Evaluation of the Implementation of the Guide to Good Practices for Pain Assessment and Management as a Center Committed to Excellence in Care
Making pain visible: A study of pain recording in the electronic medical records of hospitalized patients
DOI:
https://doi.org/10.60108/yc9vsw92Keywords:
Pain measurement, Nursing care, Nursing Records, Practice Guidelines, InpatientsAbstract
Introduction: A hIgh incidence or inadequate management of pain during hospital admission can delay the patient´s funtional recovery and prolong the hospital stay. We used validated tools such as the EVA, PAINAD and FLACC scales from the Registered Nurses´Association of Ontario (RNAO) Pain Assesement and Management Guide.
Hypothesis and Objective: Hypothesis: Pain reporting varies according to the point of care and is associated with care planning. Objective: To analyze pain reporting in hospitalized patients between 2022 and 2024 according to sociodemographic variables and point of care, as well as its relationship with the presence of care plans.

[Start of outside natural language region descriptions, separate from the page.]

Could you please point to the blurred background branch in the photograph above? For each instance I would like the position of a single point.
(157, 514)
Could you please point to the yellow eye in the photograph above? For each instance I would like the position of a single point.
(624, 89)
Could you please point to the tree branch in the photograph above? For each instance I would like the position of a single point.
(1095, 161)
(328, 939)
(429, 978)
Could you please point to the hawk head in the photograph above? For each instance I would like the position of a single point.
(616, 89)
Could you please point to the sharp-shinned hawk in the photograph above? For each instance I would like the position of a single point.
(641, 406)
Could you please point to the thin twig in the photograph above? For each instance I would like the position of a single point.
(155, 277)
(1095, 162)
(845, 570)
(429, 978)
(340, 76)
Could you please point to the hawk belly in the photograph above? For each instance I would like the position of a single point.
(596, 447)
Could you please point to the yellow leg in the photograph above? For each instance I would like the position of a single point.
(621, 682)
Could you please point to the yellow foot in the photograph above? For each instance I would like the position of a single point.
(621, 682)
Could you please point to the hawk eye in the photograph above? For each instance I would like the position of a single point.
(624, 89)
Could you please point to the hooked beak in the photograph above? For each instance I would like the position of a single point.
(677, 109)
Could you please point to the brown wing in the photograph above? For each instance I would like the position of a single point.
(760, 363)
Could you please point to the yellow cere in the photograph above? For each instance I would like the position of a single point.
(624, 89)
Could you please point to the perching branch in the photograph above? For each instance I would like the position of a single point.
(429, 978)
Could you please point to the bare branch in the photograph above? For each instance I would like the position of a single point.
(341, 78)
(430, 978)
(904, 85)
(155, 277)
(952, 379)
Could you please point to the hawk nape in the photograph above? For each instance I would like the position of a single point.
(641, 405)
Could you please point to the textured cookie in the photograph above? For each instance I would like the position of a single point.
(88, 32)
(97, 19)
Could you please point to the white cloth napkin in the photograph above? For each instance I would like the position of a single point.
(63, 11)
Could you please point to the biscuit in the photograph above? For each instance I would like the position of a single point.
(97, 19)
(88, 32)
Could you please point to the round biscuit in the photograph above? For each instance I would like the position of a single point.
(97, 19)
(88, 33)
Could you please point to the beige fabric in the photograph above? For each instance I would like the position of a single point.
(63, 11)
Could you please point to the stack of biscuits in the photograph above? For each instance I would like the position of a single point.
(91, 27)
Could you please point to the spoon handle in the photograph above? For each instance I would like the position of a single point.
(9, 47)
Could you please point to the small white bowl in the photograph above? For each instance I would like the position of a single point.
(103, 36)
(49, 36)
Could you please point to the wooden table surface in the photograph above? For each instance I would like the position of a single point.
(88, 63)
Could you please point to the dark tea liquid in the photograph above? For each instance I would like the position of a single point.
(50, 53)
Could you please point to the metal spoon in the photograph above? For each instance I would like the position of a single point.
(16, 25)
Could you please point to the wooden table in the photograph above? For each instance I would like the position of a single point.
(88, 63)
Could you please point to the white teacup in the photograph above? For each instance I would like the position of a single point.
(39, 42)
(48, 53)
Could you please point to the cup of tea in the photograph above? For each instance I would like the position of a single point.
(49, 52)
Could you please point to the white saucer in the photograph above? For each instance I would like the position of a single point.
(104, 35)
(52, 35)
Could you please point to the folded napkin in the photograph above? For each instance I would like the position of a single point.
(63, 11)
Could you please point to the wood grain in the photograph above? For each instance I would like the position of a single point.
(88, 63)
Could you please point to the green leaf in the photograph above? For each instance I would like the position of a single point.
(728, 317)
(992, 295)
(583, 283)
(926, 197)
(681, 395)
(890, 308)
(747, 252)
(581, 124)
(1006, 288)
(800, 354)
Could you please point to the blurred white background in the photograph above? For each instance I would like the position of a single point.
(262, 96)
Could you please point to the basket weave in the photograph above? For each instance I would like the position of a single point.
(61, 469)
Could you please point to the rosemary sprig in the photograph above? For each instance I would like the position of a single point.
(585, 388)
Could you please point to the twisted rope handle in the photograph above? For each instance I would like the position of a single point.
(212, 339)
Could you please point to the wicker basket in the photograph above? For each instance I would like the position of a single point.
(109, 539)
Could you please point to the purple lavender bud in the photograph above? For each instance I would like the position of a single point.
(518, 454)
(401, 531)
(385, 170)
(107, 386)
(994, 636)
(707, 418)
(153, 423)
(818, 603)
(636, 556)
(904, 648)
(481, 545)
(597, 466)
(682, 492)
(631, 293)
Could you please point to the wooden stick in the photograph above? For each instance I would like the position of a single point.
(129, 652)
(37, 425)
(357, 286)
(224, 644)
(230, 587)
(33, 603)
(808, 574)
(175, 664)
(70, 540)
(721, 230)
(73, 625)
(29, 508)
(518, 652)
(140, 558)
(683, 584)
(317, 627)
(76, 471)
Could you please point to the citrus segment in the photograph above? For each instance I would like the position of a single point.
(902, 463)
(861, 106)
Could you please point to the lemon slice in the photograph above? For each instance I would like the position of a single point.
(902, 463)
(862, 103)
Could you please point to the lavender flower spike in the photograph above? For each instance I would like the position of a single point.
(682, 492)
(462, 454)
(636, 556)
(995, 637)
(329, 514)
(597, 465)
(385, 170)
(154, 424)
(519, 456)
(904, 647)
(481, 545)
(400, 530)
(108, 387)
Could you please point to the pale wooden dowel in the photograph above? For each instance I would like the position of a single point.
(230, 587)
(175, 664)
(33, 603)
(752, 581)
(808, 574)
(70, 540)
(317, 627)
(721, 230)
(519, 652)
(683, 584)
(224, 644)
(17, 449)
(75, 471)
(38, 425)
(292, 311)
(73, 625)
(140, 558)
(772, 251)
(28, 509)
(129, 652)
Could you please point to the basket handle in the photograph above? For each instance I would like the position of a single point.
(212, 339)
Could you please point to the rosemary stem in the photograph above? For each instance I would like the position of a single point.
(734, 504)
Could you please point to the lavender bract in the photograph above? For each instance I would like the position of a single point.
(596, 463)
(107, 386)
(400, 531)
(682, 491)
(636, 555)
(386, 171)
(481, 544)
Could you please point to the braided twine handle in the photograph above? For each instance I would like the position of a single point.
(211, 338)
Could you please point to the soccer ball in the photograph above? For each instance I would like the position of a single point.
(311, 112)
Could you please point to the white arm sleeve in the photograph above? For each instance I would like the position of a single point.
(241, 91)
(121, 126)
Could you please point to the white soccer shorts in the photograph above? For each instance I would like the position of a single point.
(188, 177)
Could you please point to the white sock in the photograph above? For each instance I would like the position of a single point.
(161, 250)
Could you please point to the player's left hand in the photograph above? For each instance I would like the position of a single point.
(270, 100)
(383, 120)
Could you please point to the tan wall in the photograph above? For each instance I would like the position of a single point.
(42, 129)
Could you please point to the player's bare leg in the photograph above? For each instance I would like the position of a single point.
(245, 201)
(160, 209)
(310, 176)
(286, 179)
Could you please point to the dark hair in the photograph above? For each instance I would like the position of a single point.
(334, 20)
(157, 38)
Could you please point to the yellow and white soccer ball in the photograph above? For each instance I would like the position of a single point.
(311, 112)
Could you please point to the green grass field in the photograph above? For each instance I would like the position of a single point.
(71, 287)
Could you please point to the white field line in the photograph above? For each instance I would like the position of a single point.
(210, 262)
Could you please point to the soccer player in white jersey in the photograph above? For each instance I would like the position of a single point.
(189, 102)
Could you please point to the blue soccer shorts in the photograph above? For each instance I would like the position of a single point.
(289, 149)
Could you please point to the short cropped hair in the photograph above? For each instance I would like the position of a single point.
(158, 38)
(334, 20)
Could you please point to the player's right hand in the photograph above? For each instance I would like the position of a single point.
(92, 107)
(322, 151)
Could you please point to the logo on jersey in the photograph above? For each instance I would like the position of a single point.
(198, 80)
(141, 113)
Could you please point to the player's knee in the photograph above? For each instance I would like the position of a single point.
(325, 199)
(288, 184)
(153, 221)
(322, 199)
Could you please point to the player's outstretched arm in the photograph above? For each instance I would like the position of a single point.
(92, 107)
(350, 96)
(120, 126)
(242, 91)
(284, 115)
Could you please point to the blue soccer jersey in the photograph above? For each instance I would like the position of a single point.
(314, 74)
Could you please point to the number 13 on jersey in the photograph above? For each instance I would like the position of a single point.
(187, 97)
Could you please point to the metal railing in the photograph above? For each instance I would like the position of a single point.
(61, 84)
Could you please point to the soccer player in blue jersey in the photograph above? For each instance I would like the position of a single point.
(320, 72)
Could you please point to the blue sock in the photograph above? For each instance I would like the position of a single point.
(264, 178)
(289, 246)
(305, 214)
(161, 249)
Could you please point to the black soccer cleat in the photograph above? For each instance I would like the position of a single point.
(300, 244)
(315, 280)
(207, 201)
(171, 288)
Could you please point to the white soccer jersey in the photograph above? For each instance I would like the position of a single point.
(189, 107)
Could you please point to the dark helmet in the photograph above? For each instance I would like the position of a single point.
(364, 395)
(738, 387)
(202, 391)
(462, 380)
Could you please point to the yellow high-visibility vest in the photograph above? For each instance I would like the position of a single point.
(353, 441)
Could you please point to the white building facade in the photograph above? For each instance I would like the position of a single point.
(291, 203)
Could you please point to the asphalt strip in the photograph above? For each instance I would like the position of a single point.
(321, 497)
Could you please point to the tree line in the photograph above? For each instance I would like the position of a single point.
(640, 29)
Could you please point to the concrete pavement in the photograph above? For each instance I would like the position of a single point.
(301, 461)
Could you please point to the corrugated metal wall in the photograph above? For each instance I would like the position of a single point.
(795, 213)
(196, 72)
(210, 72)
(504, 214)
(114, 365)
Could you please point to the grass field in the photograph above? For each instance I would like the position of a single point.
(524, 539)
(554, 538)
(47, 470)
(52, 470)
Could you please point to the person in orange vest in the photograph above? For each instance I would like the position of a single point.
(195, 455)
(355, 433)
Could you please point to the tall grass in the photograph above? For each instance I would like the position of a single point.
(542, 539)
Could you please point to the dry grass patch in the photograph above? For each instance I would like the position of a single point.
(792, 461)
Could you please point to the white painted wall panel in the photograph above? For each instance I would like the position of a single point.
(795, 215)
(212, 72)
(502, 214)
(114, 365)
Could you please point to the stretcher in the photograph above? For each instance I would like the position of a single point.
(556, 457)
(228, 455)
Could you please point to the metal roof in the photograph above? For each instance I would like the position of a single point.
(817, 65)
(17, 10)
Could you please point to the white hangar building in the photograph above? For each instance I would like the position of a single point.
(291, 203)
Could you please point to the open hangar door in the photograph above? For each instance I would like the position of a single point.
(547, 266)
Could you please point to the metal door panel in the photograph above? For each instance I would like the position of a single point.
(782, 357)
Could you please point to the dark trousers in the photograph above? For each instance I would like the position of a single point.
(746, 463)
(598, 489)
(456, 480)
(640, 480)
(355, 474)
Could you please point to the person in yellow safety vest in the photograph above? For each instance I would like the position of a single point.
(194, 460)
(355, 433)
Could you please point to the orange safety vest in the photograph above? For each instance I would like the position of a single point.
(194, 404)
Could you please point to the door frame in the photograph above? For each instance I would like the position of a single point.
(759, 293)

Material and Methods: Retrospective observational, descriptive, and analytical study of hospitalized patients (2022-2024) using consecutive sampling. Age, gender, pain
reporting at different points of care, and care plans were analyzed using CarEvid and SELENE data.
Results obtained: The population was homogeneous in age and gender, An improvement in pain reporting was observed, especially in response to changes in clinical status (21,23% in 2022 vs 99% in 2023-2024), as well as an increase in pain-related care plans compared to the initial year, reflecting greater integration of the guideline into clinical practice.
Discussion: An improvement in pain recording and care planning was observed after the implementation of the best practice guideline. Chronic pain showed greater variability in its assessment and reassessment, indicating the need to reinforce specific strategies for its appropriate management.